# Lambda
#aws #cloud #serverless #compute #development
Run code without provisioning or managing servers in AWS. Lambda executes your code only when needed and scales automatically to a few to a 1000 lambda functions concurrently in seconds. Pay only for the times the lambda function is invoked. Lambda is Cheap, Serverless, and Scales Automatically. Lambda can also be integrated into a VPC for a private subnet.
7 runtime languages are supported:
- Ruby
- Python
- Java
- Go
- Powershell
- Nodejs
- C#
# Use Cases:
Lambda is used to glue different services together so the use cases are endless. Example of use cases are:
- Processing Thumbnails
- Contact Email Form
# Triggers/Invocations
To invoke a lambda it can be accomplished via the AWS SDK or from other AWS Services. It can also be configured with 3rd party partner sources. There are 3 types of invocations, they are:
Synchronous • Invocations that comes from CLI, SDK, API Gateway • Result returned immediately after the request • Error handling happens client side (retries, exponential backoff etc.)
Asynchronous • Gets invoked by S3, SNS, Cloudwatch-Events etc. • Lambda retries up to 3 times if it fails (it supports error handling sort of) • Processing must be idempotent (due to retries).
Event Source Mapping • Used wit stream based services ( SQS, Kinesis Data Stream, DynamoDB Streams) • Lambda does the polling (polls the source) • Records are processed in order (except for Standard Queues)
# Concurrency
A lambda Function can handle a certain number of requests to it. If the limit is reached it will fail. and can result in the error: “Rate exceeded” and 429 “TooManyRequestsException”.
If the above error occurs, verify if you see throttling messages in Amazon CloudWatch Logs but no corresponding data points in the Lambda Throttles metrics. If there are no Lambda Throttles metrics, the throttling is happening on API calls in your Lambda function code
For asynchronous invocations Lambda retries up to 3 times then goes to a Dead Letter Queue which can be SNS topic or SQS queue.

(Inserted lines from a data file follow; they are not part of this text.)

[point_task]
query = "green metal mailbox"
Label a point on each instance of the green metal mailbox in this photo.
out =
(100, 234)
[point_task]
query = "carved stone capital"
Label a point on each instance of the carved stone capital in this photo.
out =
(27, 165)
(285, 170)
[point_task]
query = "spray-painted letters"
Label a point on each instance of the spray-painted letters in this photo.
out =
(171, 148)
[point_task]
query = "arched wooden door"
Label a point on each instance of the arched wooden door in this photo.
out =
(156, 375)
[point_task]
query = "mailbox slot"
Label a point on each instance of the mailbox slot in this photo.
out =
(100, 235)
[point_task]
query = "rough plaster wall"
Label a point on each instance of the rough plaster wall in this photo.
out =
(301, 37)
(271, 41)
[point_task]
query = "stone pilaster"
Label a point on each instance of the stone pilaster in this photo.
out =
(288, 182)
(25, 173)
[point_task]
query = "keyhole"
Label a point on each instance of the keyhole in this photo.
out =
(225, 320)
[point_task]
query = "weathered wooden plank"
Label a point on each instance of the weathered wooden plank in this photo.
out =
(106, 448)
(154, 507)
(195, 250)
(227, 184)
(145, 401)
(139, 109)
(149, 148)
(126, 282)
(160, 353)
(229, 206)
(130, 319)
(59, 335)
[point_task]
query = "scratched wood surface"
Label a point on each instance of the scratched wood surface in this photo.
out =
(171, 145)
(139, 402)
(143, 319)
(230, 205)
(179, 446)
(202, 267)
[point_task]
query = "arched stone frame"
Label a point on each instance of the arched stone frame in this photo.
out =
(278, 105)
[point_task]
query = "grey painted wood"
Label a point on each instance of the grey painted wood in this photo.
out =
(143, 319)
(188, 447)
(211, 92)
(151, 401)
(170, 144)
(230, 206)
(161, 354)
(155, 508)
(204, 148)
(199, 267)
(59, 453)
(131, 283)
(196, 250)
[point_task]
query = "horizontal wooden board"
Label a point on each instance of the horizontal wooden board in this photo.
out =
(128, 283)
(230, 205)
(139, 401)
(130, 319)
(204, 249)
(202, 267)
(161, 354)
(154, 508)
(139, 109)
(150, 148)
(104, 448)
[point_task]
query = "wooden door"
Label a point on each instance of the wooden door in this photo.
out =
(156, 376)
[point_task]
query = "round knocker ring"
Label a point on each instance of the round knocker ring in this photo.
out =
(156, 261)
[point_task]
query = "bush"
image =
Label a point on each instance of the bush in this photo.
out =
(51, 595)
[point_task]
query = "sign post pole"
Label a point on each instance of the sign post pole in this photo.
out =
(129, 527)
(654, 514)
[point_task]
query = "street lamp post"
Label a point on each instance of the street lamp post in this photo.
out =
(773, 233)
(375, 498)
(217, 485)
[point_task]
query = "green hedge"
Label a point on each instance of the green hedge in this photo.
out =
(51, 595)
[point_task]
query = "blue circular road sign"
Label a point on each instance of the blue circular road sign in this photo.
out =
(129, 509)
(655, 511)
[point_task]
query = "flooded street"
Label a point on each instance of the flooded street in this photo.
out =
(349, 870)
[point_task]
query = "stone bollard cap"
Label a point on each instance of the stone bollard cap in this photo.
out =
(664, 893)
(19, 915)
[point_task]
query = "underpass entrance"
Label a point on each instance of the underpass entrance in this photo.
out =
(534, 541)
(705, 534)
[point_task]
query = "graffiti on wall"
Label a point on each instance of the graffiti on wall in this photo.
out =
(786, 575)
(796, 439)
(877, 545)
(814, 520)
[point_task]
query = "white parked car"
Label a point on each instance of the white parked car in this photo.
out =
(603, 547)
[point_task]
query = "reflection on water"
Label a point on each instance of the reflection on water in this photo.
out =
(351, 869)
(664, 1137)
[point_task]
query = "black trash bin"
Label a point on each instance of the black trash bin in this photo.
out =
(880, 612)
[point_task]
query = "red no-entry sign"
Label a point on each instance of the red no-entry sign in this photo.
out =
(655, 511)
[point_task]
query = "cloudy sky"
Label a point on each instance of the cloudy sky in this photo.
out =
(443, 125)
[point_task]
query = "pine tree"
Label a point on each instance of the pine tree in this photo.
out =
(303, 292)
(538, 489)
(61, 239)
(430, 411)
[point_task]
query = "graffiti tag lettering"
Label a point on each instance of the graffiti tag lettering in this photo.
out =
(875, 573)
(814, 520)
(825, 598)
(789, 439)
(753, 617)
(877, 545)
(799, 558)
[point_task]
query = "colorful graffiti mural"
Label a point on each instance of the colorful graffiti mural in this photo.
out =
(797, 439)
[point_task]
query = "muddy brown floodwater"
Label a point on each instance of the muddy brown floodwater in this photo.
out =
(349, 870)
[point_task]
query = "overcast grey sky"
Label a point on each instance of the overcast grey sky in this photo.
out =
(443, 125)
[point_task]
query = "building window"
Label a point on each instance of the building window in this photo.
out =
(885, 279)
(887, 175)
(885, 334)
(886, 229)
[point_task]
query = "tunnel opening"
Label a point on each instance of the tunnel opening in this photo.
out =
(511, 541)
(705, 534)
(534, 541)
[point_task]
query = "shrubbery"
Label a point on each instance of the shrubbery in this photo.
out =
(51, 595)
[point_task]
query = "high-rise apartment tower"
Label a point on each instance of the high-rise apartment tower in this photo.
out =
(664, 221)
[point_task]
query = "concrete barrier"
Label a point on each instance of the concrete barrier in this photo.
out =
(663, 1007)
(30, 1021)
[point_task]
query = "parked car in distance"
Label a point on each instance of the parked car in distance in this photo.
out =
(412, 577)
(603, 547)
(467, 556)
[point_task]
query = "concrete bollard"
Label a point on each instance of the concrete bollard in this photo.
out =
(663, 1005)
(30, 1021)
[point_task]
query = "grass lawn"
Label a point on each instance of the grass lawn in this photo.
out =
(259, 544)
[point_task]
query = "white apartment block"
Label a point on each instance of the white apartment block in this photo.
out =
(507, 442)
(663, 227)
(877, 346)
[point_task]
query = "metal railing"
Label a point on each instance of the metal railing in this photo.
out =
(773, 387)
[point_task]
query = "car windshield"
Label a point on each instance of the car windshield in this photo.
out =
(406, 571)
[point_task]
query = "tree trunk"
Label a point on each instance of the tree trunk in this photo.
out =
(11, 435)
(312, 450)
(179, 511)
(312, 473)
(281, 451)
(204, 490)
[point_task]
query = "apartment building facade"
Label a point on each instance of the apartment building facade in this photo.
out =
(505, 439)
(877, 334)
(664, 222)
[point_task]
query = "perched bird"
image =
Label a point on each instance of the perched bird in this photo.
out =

To resolve throttling is to configure reserved concurrency or to use exponential backoff in code.
# Lambda Versions
MyFunction:$LATEST
is the version that you work on, then you can create versions which will look something like this: MyFunction:1
or MyFunction:2
the versions could not be edited while the latest one could be edited. Each version will have its own ARN and they could be used in different environments.
# Lambda Aliases
An alias will be used to point the Lambda Versions which helps in easing deployments.
# Pricing
The 1st million requests per month are free. There-after $0.20 per additional 1 million requests
400,000 GB seconds free per month Thereafter $0.0000166667 for every GB second
eg. 128MB RAM X 30Mins pm X 200ms runtime per invokation = $5.83
# Defaults and limits
Can only have 1000 Lambda running concurrently, Ask AWS support for Limit Increase.
/tmp directory can contain upto 500MB
By default Lambda run in No VPC. You can set them to by in your own VPC but your lambda will lose internet access.
You can set timeout to be a maximum of 15 minutes.
Memory can be set between 128MB to a maximum of 2008MB at an increment of 64MB.
# Cold Starts
A negative trade-off on using server-less functions. At first when the lambda function has not been triggered and is on an turned off state, It will require some time to start the server.
This can cause delays in the User Experience.
Can be addressed through Pre Warning.